Dickens’ A Tale of Two Cities weaves a complicated narrative involving many different fleshed-out characters, as one would expect from earlier novel examples. “The Tell-Tale Heart” is much simpler: the story revolves around a single mentally-disturbed individual struggling with his own murder of an individual he supposedly loved. While on the surface this sounds like Dostoevsky’s Crime and Punishment mentioned above, the difference is a matter of tone and complexity. The story is simple and without subplots. Poe spends much of the short story developing a dark and uncertain ambience that is intensified by the sheer insanity and consequent unreliability of the narrator.

The basic differences between a short story and a novella can be summarized as follows:

Novels are typically above 40,000 words in length, whereas short stories are under 10,000 words. Novels have complicated characters and extensive plots with many challenges, whereas short stories are more direct. Short stories focus more on generating a certain ambience which, according to Edgar Allan Poe, allows them to affect the reader in a different manner.

Lesson Summary

While literature is generally organized by genre to help readers locate works they’d be interested in reading, prose fiction can also be separated into three different forms: novels, novellas, and short stories.

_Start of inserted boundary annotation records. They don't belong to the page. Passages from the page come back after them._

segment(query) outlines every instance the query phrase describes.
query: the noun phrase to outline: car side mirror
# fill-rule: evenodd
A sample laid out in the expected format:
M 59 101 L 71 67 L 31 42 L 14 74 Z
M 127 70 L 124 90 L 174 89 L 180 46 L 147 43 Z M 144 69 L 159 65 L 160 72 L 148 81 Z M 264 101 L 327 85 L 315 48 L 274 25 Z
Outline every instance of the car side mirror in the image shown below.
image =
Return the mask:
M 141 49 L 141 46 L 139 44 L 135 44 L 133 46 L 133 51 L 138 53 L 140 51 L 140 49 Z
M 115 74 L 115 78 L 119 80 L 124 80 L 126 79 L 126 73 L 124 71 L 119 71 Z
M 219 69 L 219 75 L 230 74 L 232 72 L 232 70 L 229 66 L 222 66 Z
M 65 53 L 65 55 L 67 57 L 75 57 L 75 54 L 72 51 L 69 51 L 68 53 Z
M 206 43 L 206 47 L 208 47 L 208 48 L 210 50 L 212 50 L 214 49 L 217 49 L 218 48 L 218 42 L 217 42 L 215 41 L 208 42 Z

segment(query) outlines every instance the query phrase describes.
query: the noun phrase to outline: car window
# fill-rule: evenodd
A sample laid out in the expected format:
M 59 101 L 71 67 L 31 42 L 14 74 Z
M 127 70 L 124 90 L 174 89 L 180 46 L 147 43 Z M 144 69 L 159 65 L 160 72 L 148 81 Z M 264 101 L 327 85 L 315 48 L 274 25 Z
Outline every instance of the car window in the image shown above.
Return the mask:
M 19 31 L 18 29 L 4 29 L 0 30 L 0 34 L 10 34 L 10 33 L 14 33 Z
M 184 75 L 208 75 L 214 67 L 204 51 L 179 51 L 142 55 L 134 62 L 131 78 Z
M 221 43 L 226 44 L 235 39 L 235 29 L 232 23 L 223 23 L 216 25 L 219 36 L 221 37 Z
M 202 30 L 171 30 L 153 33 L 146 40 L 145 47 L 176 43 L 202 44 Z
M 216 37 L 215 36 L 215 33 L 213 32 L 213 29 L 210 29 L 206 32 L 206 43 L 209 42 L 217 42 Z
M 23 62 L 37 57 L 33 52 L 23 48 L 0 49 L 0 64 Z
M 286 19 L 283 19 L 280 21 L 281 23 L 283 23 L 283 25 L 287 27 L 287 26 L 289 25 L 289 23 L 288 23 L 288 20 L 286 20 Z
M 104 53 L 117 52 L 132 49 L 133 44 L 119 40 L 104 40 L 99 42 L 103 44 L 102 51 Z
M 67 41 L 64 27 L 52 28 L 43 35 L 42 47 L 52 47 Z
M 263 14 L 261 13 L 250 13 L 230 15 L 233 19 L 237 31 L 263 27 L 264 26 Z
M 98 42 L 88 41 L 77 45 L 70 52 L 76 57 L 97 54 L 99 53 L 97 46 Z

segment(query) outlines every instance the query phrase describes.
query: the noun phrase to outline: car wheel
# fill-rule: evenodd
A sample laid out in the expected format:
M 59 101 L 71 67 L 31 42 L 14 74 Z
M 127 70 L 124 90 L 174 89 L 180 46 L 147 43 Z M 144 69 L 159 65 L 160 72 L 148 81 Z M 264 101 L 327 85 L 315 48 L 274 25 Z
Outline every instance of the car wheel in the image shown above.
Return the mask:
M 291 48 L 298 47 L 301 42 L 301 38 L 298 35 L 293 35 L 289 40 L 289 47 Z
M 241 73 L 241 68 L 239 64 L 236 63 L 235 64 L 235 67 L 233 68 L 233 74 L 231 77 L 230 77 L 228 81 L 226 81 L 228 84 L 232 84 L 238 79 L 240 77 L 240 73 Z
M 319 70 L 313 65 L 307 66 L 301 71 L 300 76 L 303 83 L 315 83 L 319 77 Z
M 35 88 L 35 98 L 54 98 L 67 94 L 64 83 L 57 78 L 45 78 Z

  • Novels are the longest of the three, generally above 40,000 words. They consequently take the longest to read, and boast complicated characters and plots. Charles Dickens’ A Tale of Two Cities is an example of a novel.
  • Novellas are shorter than novels, typically between 15,000 and 40,000 words. Their characters can still be complicated, but they have fewer characters and more straightforward plots than novels. David Keyes’ Flowers for Algernon is an example of a novella.
  • Short stories are the shortest form of the three. Because of their length, they are generally found in magazines and journals. Short stories have very little space for characters and plots—as a result, they usually focus on generating a certain tone. Edgar Allan Poe’s “The Tell-Tale Heart” is an example of a short story.

While length is the classic way to differentiate each of these forms, it should be noted that the implicit word counts are rough estimates. There are long novellas and short novels, meaning that the complexity of the work itself is more important to identifying the form of a literary work.